A total of 15 companies were ranked according to Energy, Greener Products and Sustainable Operations, as well as a new set of criteria challenging the companies to reduce their carbon footprint through the manufacturing process, in their supply chain, and through to the end-of-life phase of their products. Greenpeace also calls for companies to set “ambitious goals for renewable energy use.”
“After many of the world’s leading electronics companies rose to the challenge of phasing out the worst hazardous substances, we are now challenging them to improve their sourcing of minerals and better managing the energy use throughout the supply chain”, said Greenpeace International campaigner Tom Dowdall.
“Right now, HP takes the top spot because it is scoring strongly by measuring and reducing carbon emissions from its supply chain, reducing its own emissions and advocating for strong climate legislation.

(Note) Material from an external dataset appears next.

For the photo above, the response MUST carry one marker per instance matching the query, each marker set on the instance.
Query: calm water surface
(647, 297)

However all companies we included in the Guide have an opportunity to show more leadership in reducing their climate impact.”
By The Numbers
No one scored well, so to speak, with HP, the highest ranking of the lot, only managing 5.9 out of 10. You can view a report card for each of the 15 companies ranked, but here are a few highlights:
HP rose three places thanks to a strong series of sustainable operations and scoring highly on the energy criteria, which include factors such as disclosing operational greenhouse gas emissions, reduction targets, and having a nice looking Clean Electricity Plan. HP notes that it “is committed to making its global operations more energy efficient, seeking low-carbon energy sources where possible, and reducing employees’ business travel.”

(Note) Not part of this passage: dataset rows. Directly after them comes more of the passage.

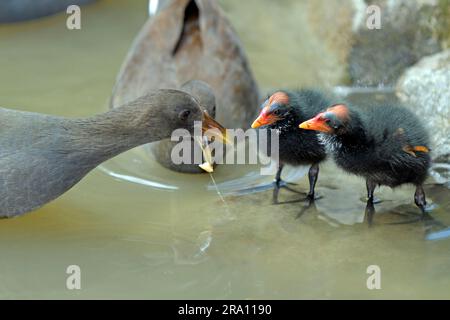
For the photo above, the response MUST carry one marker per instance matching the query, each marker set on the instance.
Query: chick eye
(183, 115)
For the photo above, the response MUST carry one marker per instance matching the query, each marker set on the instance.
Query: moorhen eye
(184, 115)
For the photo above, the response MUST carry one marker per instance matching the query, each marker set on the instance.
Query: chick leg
(420, 200)
(313, 174)
(279, 183)
(370, 209)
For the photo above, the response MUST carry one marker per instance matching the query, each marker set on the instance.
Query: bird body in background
(282, 111)
(43, 156)
(385, 144)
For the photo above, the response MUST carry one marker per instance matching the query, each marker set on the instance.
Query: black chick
(282, 111)
(385, 144)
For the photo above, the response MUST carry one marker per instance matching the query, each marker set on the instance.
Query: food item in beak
(208, 165)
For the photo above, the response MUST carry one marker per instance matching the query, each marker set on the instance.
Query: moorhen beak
(386, 144)
(43, 156)
(265, 118)
(282, 111)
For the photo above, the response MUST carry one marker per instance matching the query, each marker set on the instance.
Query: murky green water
(175, 238)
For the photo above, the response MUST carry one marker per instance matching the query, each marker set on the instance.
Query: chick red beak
(317, 123)
(264, 119)
(211, 128)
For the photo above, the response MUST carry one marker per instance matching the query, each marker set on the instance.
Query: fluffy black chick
(385, 144)
(282, 112)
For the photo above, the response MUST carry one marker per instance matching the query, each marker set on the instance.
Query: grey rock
(425, 89)
(185, 40)
(20, 10)
(379, 57)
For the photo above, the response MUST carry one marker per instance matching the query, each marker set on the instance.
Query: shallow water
(138, 230)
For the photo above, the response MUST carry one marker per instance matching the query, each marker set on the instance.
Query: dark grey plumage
(42, 156)
(204, 95)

Dell saw massive growth between report cards, moving up eight places thanks to the best scores on energy criteria with a desire to reduce emissions by 40 percent by the year 2015. Sadly, they scored poorly on green products, specifically in the product life-cycle arena where it scored zero.

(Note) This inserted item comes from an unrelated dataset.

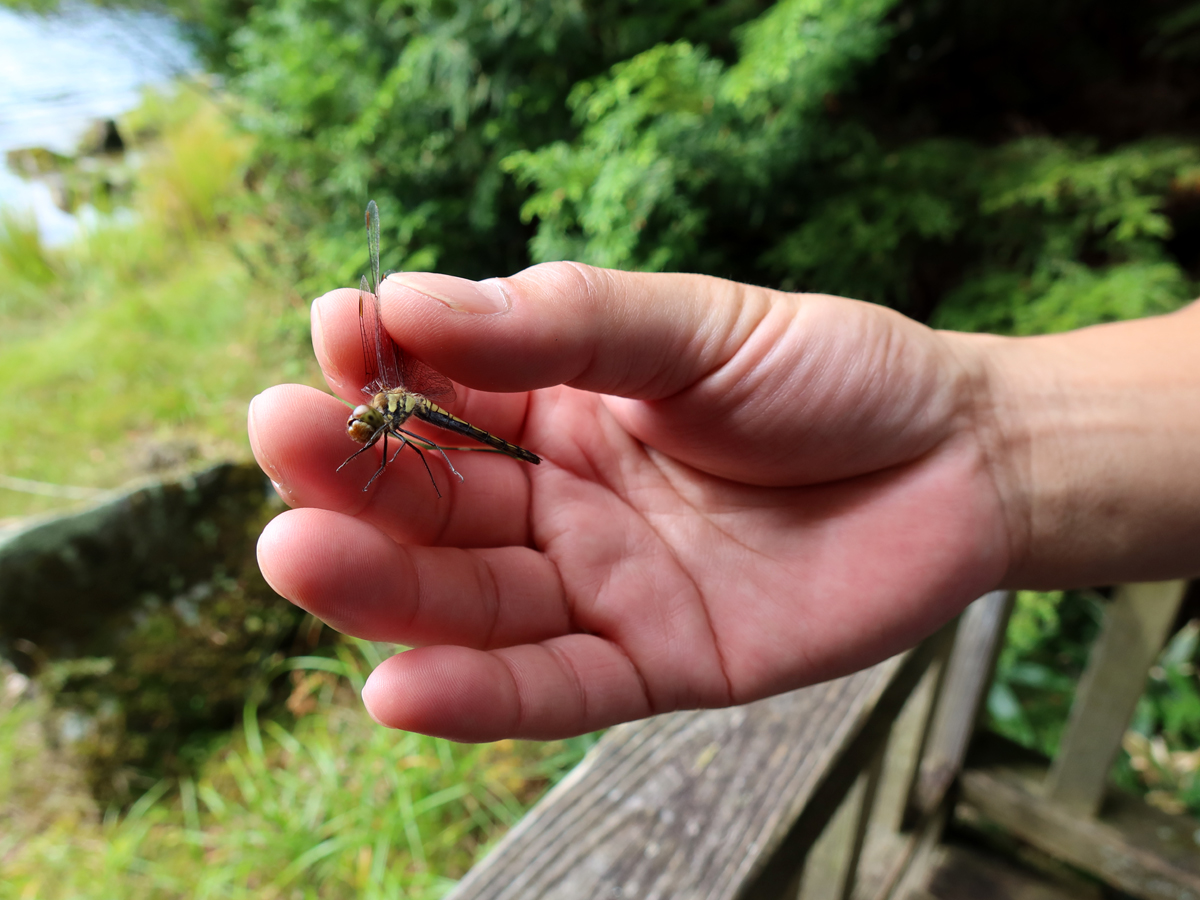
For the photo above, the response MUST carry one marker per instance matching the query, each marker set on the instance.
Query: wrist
(1093, 438)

Nokia dropped two places from its regular position at the top of the list as a result of a lacklustre energy criteria. Nevertheless they scored well on green products and sustainable operations.
“If it hopes to regain leadership on environmental issues, Nokia, along with many other companies in the Guide, need to demonstrate how it will reduce future emissions through energy efficiency and renewable energy”, said Dowdall.
Apple, at number four, has fared haphazardly with Greenpeace over the last few years, but steps up five places thanks to high product energy efficiency and effective regulation of the source and sort of minerals and chemicals used in their products and the production thereof.